The Lions tighthead, 27, was caught by a urine sample collected on 22 May 2025. Two violations were registered: anastrozole, a non-performance-enhancing hormone modulator, and DHEA, a prohibited anabolic steroid. South African pundit Jordan Buhrs broke the story down on his rugby channel within hours of the verdict landing, noting that Ntlabakanye himself self-declared the DHEA — a detail that Buhrs argued was central to the relatively light sanction.
"He voluntarily admitted it, which SARU says he acted in good faith," Buhrs explained, "and maybe that is why he only got 18 months." Ntlabakanye's defence was that both substances had been prescribed by a specialist physician, with what SARU publicly framed as proper medical oversight. The tribunal's verdict, delivered on 14 May after a two-day hearing in March and closing arguments on 21 April, was nonetheless that a player carries the can no matter the source.
The fallout starts immediately. Ntlabakanye is ruled out of the Lions' round 18 URC clash with Munster, a fixture Buhrs had been backing as a potential upset given Munster's recent setback against the Bulls and the absence of Jack Crowley and other key starters. For a Lions squad chasing a first ever URC quarter-final, the timing is brutal.
"This has an impact on Springbok rugby.
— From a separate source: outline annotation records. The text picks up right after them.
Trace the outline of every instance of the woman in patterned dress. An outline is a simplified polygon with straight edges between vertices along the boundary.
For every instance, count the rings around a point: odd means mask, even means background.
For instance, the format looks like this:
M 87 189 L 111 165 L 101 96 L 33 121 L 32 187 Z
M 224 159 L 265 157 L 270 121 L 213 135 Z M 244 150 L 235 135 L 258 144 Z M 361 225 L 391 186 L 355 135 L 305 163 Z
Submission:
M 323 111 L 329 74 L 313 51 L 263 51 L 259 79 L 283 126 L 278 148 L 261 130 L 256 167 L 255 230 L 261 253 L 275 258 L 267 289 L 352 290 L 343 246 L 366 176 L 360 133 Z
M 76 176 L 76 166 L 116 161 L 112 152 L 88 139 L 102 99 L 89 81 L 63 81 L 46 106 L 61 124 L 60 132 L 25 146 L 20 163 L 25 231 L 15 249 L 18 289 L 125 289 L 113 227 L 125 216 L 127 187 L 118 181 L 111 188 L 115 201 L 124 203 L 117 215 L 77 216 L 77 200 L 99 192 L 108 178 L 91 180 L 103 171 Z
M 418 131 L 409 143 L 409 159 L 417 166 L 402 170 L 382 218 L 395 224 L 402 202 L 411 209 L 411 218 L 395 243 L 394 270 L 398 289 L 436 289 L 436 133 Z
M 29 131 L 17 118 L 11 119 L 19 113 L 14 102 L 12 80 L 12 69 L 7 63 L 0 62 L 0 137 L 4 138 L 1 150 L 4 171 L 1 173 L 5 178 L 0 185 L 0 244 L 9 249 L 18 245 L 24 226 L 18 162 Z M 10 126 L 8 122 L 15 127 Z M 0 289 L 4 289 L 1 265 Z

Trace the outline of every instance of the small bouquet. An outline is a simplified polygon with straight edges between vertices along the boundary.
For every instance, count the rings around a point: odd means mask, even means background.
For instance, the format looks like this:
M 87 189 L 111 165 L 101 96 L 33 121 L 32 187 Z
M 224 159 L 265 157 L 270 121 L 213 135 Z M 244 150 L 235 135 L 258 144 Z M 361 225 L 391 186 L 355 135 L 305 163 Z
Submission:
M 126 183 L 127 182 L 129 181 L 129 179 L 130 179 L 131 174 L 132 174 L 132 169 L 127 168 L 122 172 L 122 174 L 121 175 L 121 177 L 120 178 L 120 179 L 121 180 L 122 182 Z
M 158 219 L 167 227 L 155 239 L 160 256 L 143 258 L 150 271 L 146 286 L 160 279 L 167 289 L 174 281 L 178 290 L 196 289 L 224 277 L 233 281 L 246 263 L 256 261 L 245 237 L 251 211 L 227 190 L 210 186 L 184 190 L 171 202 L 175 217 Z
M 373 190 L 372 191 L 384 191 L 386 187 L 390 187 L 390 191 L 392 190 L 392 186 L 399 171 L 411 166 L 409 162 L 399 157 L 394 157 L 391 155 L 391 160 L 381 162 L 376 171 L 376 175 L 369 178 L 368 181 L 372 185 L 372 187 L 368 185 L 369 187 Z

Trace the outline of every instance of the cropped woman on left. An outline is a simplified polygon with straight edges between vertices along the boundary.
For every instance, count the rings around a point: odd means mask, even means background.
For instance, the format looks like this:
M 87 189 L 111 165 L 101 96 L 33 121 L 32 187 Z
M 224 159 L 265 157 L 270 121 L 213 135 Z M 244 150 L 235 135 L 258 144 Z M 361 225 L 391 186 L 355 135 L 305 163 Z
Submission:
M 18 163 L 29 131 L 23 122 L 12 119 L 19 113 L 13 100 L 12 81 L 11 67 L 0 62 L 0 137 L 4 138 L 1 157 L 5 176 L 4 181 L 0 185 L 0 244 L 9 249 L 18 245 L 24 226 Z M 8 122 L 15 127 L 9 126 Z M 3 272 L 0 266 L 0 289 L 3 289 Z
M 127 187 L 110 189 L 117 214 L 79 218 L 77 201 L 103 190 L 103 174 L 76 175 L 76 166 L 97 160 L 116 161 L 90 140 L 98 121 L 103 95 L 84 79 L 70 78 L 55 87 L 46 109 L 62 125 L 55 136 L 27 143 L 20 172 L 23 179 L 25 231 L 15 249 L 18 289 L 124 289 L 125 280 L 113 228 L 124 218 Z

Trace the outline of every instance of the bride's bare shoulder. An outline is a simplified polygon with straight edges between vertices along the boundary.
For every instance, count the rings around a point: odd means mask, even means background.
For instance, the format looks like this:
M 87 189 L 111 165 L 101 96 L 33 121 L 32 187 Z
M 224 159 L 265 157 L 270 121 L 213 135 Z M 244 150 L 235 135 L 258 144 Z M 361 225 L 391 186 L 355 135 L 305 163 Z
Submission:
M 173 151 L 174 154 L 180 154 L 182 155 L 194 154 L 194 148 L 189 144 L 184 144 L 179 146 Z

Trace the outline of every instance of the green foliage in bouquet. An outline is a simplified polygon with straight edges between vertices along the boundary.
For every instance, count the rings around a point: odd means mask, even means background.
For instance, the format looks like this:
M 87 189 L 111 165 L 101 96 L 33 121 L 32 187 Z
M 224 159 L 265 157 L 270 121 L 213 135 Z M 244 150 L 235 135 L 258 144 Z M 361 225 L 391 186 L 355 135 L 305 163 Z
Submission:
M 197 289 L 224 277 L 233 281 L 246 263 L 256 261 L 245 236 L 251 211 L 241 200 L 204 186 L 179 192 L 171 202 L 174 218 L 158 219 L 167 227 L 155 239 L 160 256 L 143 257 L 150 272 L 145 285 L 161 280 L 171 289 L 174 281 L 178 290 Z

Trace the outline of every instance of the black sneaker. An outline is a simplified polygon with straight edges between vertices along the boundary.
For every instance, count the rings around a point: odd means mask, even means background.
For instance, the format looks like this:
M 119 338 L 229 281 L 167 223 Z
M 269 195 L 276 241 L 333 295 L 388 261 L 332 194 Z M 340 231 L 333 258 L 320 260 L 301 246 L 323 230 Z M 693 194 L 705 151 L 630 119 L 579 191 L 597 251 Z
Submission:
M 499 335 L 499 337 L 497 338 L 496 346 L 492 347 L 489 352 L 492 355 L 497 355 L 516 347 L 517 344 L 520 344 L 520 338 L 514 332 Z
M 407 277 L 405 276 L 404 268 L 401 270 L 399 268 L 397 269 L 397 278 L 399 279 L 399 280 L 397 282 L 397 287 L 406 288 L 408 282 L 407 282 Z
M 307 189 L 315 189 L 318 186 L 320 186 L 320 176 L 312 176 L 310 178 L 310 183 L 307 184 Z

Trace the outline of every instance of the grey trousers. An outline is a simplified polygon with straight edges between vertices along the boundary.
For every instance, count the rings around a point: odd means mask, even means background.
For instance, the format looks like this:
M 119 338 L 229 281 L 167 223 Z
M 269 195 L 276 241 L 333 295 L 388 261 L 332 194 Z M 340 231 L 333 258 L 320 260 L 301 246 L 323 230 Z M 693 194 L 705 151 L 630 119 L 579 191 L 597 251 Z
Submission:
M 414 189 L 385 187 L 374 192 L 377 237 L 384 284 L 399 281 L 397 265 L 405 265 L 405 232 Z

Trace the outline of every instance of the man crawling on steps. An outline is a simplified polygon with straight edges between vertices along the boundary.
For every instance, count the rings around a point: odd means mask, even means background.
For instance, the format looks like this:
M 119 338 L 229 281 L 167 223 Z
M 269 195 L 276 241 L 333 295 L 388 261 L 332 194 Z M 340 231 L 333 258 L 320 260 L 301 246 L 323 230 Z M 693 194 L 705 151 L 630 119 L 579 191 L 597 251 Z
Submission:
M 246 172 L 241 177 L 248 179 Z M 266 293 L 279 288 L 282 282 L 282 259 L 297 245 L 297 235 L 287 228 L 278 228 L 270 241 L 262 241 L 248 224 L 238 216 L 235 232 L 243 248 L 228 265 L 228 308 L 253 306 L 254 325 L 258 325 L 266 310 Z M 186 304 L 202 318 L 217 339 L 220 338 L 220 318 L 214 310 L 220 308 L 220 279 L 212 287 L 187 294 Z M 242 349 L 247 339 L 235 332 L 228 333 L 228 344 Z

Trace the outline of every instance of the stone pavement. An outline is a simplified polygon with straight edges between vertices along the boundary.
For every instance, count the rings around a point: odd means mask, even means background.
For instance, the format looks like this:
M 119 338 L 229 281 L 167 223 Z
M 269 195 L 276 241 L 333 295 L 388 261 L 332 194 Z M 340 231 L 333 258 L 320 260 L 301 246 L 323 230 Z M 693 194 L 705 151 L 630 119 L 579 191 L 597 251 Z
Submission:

And unfortunately for Asenati, this has an impact on his World Cup dream," Buhrs said. "Because as of today with the current news, that dream has come to an end because the ban only ends on the 13th of November 2027, which is the date of the World Cup final."
Ntlabakanye has four Springbok caps to date, including the 73-0 demolition of Wales in November 2025. All individual results, match fees, bonuses and awards earned from the date of the failed sample have been disqualified. The Lions, World Rugby and the South African Institute for Drug-Free Sport have 21 days to lodge an appeal with the Court of Arbitration for Sport.
Buhrs argued the Springbok squad has the depth to absorb the loss. With Rassie Erasmus already running an alignment camp later in May, the tighthead options behind Ntlabakanye remain healthy — Frans Malherbe, Vincent Koch, Wilco Louw, Thomas du Toit and Zachary Porthen all sit in the depth chart. But Ntlabakanye, in Buhrs' view, had been "probably one of the front runners as a starter for the Springboks this year."
The Lions issued a measured public statement backing their player and signalling that they would "take the appropriate next steps." Buhrs read that as a clear hint that an appeal is on the table, though he warned listeners that more detail would only emerge over the coming weeks.
The Ntlabakanye case lands at a sensitive moment for the sport. World Rugby this week described the Georgia national team's parallel doping scandal — six players collectively banned for 35 years — as "sport's biggest doping scandal ever." Buhrs was careful to draw a line between the two. Where the Georgian case involved multiple players, a team doctor and a team captain, Ntlabakanye's situation is "an individual situation, not a systematic team issue."
"I do think these players need to take responsibility for what they're putting into their bodies," Buhrs said, "but the professionals that are signing these things off also need to take some responsibility for what their patients are putting into their body."
For Ntlabakanye, that is a question for the appeal. For South African rugby, the immediate impact is a Lions prop missing the biggest URC weekend of his club's history and a Springbok front-row contender frozen out of a World Cup he was, until 13 May, very much in line to play in.